How to Work with CSV and JSON Datasets in Python
Introduction
When working with Machine Learning or data analysis projects, CSV and JSON are the most commonly used file formats for datasets. Python makes it easy to load, parse, and manipulate these formats using built-in libraries and external packages like pandas
and json
. In this post, you’ll learn how to work with CSV and JSON data efficiently.
What is a CSV File?
CSV (Comma-Separated Values) is a simple text file format used to store tabular data like spreadsheets. Each line represents a row, and commas separate the columns.
Example:
Name,Age,Gender
Alice,30,Female
Bob,25,Male
What is a JSON File?
JSON (JavaScript Object Notation) is a format used to store and transport structured data using key-value pairs.
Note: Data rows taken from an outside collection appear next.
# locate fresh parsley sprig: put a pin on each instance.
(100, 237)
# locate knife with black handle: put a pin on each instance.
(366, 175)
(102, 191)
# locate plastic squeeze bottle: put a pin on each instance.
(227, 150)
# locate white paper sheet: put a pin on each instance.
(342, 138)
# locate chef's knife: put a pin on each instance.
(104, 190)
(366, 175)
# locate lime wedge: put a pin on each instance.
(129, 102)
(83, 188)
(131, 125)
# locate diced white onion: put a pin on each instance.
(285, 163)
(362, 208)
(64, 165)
It’s commonly used in APIs and web data.
Example:
{
"Name": "Alice",
"Age": 30,
"Gender": "Female"
}
Reading CSV Files Using Pandas
import pandas as pd
# Load CSV file
df = pd.read_csv('data.csv')
# Display first 5 rows
print(df.head())
You can also specify:
delimiter
: if the separator is not a comma.usecols
: to load specific columns.na_values
: to handle missing values.
Writing to a CSV File
df.to_csv('output.csv', index=False)
Setting index=False
ensures the index column is not saved in the file.
Reading JSON Files
Python provides a built-in json
module.
import json
# Load JSON file
with open('data.json', 'r') as file:
data = json.load(file)
print(data)
For a JSON dataset structured as a list of dictionaries, you can load it into a DataFrame:
df = pd.DataFrame(data)
print(df.head())
Writing JSON Files
with open('output.json', 'w') as file:
json.dump(data, file, indent=4)
The indent=4
makes the output more readable.
Using Pandas to Read JSON
df = pd.read_json('data.json')
print(df.head())
You can also convert a DataFrame to JSON:
df.to_json('output.json', orient='records', lines=True)
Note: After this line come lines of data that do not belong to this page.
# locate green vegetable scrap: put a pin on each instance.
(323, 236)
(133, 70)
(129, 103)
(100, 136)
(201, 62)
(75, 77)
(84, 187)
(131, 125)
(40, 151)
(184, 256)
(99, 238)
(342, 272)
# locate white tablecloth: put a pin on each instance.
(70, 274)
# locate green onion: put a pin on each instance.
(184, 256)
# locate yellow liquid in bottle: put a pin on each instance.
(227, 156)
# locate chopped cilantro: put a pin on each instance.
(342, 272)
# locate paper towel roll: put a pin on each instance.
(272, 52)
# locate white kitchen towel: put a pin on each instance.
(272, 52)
Key Differences Between CSV and JSON
Feature | CSV | JSON |
---|---|---|
Structure | Tabular | Hierarchical |
Readability | Human-readable | Human-readable |
Best for | Tables/Spreadsheets | Nested or complex data |
Size | Smaller | Slightly larger |
Conclusion
Understanding how to handle CSV and JSON datasets is essential for any data-driven project. Python’s pandas
and json
modules make it simple to read, write, and manipulate data stored in these formats. Mastering this skill will help you handle real-world data more effectively in your Machine Learning journey.